In a way, the characters can trace the oppression to their families. Amy says the same about her quiet Midwestern upbringing, while Danny notes that as the eldest son, he shouldered most of his parents’ demands. As in so many Asian-American stories, the protagonists work under a cloud of generational conflict. But they’re also just as much oppressed by the societal stereotype of the exemplary minority, those who keep their heads down and never make a fuss — the very behavior Danny rages against in the first episode, and the expectation that countless Asian Americans have faced it all their lives.
As beefThe conflict spirals out of control, throwing its characters into a pantheon of TV anti-heroes. The self-fulfilling arc of his characters and the collateral damage they leave behind plays out like a low-stakes kind of game breaking Bad, with the pettiness and unhappiness uneclipsed by the escalating drug-dealing drama. We understand Amy and Danny, who may even occasionally root for their success, and beef accesses that empathy without having to make it particularly likeable or likeable. The series breaks down stereotypes by giving its characters such depth and revealing the humanity underneath. and humanity beef recognizes is often chaotic, angry and imperfect.

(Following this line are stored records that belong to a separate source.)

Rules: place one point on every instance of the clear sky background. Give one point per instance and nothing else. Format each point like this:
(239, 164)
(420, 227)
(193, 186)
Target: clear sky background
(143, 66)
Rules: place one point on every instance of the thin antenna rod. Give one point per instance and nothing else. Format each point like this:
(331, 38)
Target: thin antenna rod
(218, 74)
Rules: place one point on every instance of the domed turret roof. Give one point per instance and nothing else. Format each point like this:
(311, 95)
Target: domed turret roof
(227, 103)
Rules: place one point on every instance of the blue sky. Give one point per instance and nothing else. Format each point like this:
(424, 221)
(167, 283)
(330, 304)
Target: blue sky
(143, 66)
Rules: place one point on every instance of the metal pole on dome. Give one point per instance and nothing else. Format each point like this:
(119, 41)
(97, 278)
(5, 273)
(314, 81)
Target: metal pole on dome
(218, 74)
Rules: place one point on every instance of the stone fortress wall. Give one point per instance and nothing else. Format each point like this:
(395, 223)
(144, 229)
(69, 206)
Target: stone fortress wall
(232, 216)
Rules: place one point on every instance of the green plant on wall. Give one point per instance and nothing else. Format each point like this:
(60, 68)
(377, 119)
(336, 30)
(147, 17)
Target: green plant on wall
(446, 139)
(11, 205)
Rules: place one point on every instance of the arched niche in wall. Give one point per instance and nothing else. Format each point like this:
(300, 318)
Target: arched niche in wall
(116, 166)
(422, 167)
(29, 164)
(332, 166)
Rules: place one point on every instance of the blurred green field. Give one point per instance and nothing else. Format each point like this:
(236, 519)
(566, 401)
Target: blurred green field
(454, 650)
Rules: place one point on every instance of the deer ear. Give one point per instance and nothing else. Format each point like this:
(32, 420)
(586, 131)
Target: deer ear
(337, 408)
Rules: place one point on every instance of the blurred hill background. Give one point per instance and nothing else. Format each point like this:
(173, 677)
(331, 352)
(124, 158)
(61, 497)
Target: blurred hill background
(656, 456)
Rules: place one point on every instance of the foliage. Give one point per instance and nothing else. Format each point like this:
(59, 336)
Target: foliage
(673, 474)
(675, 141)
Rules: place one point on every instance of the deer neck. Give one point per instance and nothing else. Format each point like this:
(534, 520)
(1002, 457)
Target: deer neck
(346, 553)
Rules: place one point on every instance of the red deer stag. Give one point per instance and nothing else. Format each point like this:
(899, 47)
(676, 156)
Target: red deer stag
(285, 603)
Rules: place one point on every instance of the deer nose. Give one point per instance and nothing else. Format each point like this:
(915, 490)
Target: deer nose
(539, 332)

The context of their actions and the readable story of pain that accompanies them does not exonerate them, and their more unsavory qualities never diminish. Danny’s interactions with Amy are steeped in a naïve chauvinism, first fantasizing that only George could be his opponent, and then labeling her a bored housewife siphoning off her husband’s “fake money.” For her part, Amy is undeterred by the huge income gap she and Danny share – she paints “I AM POOR” on the side of his truck and fuels the reviews for his faltering construction business. As she tracks him to his motel, she’s pleased that he didn’t strike her as a homeowner.
For as intense as the specific rivalry here is, there is also a universal truth in their struggles, in the catharsis of expression. As beef Further, it shows that Danny and Amy are far from the only characters weighed down by the burden of anticipation. George is the son of a famous sculptor, but his own work shows none of the talent and doesn’t make money, leaving Amy to support the family. Paul laments the way older generations pass all their problems and insecurities on to the next. They, too, are products of neglected emotions; As Amy and Danny manipulate them for their own ends, Paul and George taste some of the validation they never clearly received from their own loved ones.
With the rise of on-screen representation over the years, Asian Americans have anchored previously unthinkable starring roles as things like love interests and superheroes. It is beefwhich, however, removes a really key hurdle in this regard: it leaves its protagonists and supporting characters chaotic and complex, if not outright assholes.